Duncan also believes that the Obama college ranking system will give consumers more information so that they can make better decisions in picking a school, and this process will create a free market structure where people will vote with their feet.  In other terms, the colleges and universities that are not performing well in the ratings will lose students and then they will be forced to change.   This whole logic is based on the false ideology of the invisible hand and social Darwinism.    In the underlying belief in the rationality of the free market, the idea is that only the fittest will survive, and everyone else will be disrupted or eliminated.   

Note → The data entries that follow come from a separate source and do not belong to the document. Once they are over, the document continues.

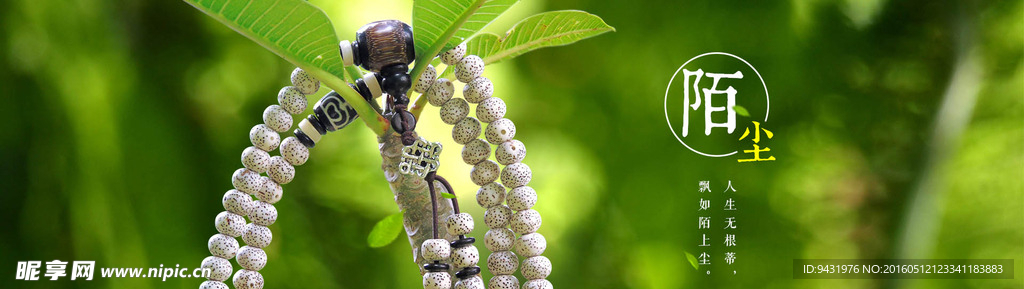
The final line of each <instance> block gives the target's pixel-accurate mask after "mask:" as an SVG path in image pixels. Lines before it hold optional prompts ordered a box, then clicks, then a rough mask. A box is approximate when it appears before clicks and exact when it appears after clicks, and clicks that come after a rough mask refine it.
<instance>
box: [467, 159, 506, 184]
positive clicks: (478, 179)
mask: <svg viewBox="0 0 1024 289" xmlns="http://www.w3.org/2000/svg"><path fill="white" fill-rule="evenodd" d="M499 173H500V170H499V169H498V163H496V162H495V161H492V160H484V161H482V162H479V163H476V165H473V169H472V170H470V171H469V178H470V179H472V180H473V183H476V185H484V184H487V183H488V182H492V181H495V180H496V179H498V175H499Z"/></svg>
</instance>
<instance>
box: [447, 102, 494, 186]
mask: <svg viewBox="0 0 1024 289" xmlns="http://www.w3.org/2000/svg"><path fill="white" fill-rule="evenodd" d="M479 135H480V121H478V120H476V118H472V117H469V118H465V119H462V121H460V122H459V123H457V124H455V126H454V127H452V138H453V139H455V142H458V143H459V144H466V143H468V142H469V141H471V140H473V139H476V137H477V136H479ZM484 183H486V182H484Z"/></svg>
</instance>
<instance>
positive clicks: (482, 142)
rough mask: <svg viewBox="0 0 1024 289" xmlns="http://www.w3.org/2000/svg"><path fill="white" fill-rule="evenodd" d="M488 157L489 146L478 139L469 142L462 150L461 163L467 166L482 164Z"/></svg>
mask: <svg viewBox="0 0 1024 289" xmlns="http://www.w3.org/2000/svg"><path fill="white" fill-rule="evenodd" d="M488 156H490V144H489V143H487V141H484V140H483V139H480V138H476V139H473V140H470V141H469V142H467V143H466V147H463V148H462V161H464V162H466V164H468V165H475V164H477V163H479V162H482V161H483V160H486V159H487V157H488Z"/></svg>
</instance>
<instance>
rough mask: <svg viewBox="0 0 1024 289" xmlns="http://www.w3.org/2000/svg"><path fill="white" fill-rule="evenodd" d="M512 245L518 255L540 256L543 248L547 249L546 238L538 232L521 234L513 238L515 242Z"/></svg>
mask: <svg viewBox="0 0 1024 289" xmlns="http://www.w3.org/2000/svg"><path fill="white" fill-rule="evenodd" d="M512 246H513V247H515V252H516V254H519V255H520V256H523V257H532V256H540V255H541V254H544V250H545V249H548V240H547V239H545V238H544V235H541V234H540V233H530V234H523V235H522V236H519V239H516V240H515V244H513V245H512Z"/></svg>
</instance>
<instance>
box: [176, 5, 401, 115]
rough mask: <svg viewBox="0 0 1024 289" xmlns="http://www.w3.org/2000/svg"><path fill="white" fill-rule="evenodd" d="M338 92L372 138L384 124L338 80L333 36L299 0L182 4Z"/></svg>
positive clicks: (335, 55)
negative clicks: (202, 11) (287, 60)
mask: <svg viewBox="0 0 1024 289" xmlns="http://www.w3.org/2000/svg"><path fill="white" fill-rule="evenodd" d="M184 1H185V2H186V3H188V4H190V5H193V6H195V7H196V8H198V9H200V10H201V11H203V12H205V13H207V14H208V15H210V16H212V17H214V18H216V19H217V20H219V22H221V23H223V24H224V25H226V26H227V27H230V28H231V29H233V30H234V31H238V32H239V33H241V34H242V35H245V36H246V37H248V38H249V39H252V40H253V41H255V42H256V43H259V44H260V45H263V47H266V48H267V49H269V50H270V51H273V52H274V53H276V54H278V55H281V57H283V58H285V59H287V60H288V61H290V63H292V64H294V65H295V66H297V67H299V68H302V69H303V70H305V71H306V72H308V73H309V74H311V75H313V77H315V78H316V79H318V80H319V81H321V82H323V83H324V84H325V85H326V86H328V87H331V88H333V89H334V90H336V91H338V93H339V94H341V96H342V97H344V98H345V101H347V102H348V104H350V105H351V106H352V108H354V109H355V111H356V112H357V113H358V114H359V116H361V117H362V119H364V121H365V122H366V123H367V126H370V128H371V129H373V130H374V131H375V132H377V134H383V133H384V131H386V130H387V123H386V121H384V119H383V118H382V117H380V116H379V115H378V114H377V113H376V112H375V111H374V110H373V109H372V108H371V107H370V105H369V104H367V101H366V100H364V99H362V97H361V96H359V94H358V93H357V92H355V91H354V90H352V89H351V88H350V87H348V85H347V83H346V82H345V81H344V80H343V79H344V78H345V66H344V64H343V63H342V61H341V55H340V53H338V36H337V35H336V34H335V32H334V26H332V25H331V19H330V18H328V17H327V14H325V13H324V11H323V10H321V9H319V8H316V7H315V6H313V5H311V4H309V3H307V2H306V1H302V0H272V1H270V0H263V1H259V0H233V1H232V0H184Z"/></svg>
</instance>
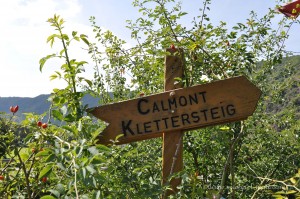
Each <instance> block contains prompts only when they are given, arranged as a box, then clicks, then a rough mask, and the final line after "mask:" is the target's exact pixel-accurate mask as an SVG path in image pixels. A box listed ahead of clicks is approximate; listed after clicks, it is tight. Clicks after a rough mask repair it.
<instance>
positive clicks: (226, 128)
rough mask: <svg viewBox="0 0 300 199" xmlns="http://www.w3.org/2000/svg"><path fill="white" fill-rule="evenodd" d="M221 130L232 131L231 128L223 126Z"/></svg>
mask: <svg viewBox="0 0 300 199" xmlns="http://www.w3.org/2000/svg"><path fill="white" fill-rule="evenodd" d="M220 130H222V131H228V130H230V128H229V127H228V126H222V127H221V128H220Z"/></svg>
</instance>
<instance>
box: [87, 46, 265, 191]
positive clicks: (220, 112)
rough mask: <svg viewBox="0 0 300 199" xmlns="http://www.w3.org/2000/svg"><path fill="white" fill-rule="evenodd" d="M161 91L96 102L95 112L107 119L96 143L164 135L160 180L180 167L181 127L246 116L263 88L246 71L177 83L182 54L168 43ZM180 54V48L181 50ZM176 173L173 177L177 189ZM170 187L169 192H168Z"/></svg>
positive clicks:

In his interview, Larry Summers added to this neoliberal consensus by claiming that what is preventing higher education from advancing and serving the students are the dual evils of tenure and shared governance.  Referring to the debate between Jill Lepore and Clayton Christensen, Summers argued that technology will force schools to either adapt or die.  He added that since the average professor is around fifty, these institutions will not experiment because all of the new technology companies are led by young people.  The implied solution then is to get rid of tenure and shared governance and let these schools experiment and innovate.   What Summers did not say is that these institutions have already innovated by replacing professors with part-time, non-tenured faculty.

While the current President of Harvard, Drew Faust, did push back on some of Summer?s ideas, she said that faculty would be much happier if they spent their time on their own expert areas and did not waste time on learning about school budgets and other issues concerning shared governance.  In other words, she also believes that shared governance should be handed over to the expert administrators who continue to multiply on our campuses.  

Like Duncan, Summers believes that it makes no sense to have 35,000 professors teach calculus at their individual schools when a small number of great professors could teach thousands online.  Under the banner of increasing equality of opportunity, Summers wants to eliminate most of the faculty.  Here we see one of the ways that higher education, jobs, and inequality are linked:  technology allows managers to replace workers and increase inequality by allowing a few stars to make all of the money.  Of course, the whole idea of stars is based on the meritocratic idea that we can fairly judge and assess quality.  In the desire to turn every aspect of our lives into a market, the myth of the fair meritocracy plays the Darwinian role of sorting society into a small number of winners and a large number of losers, and higher education has now become on of the main sources for this generation of inequality.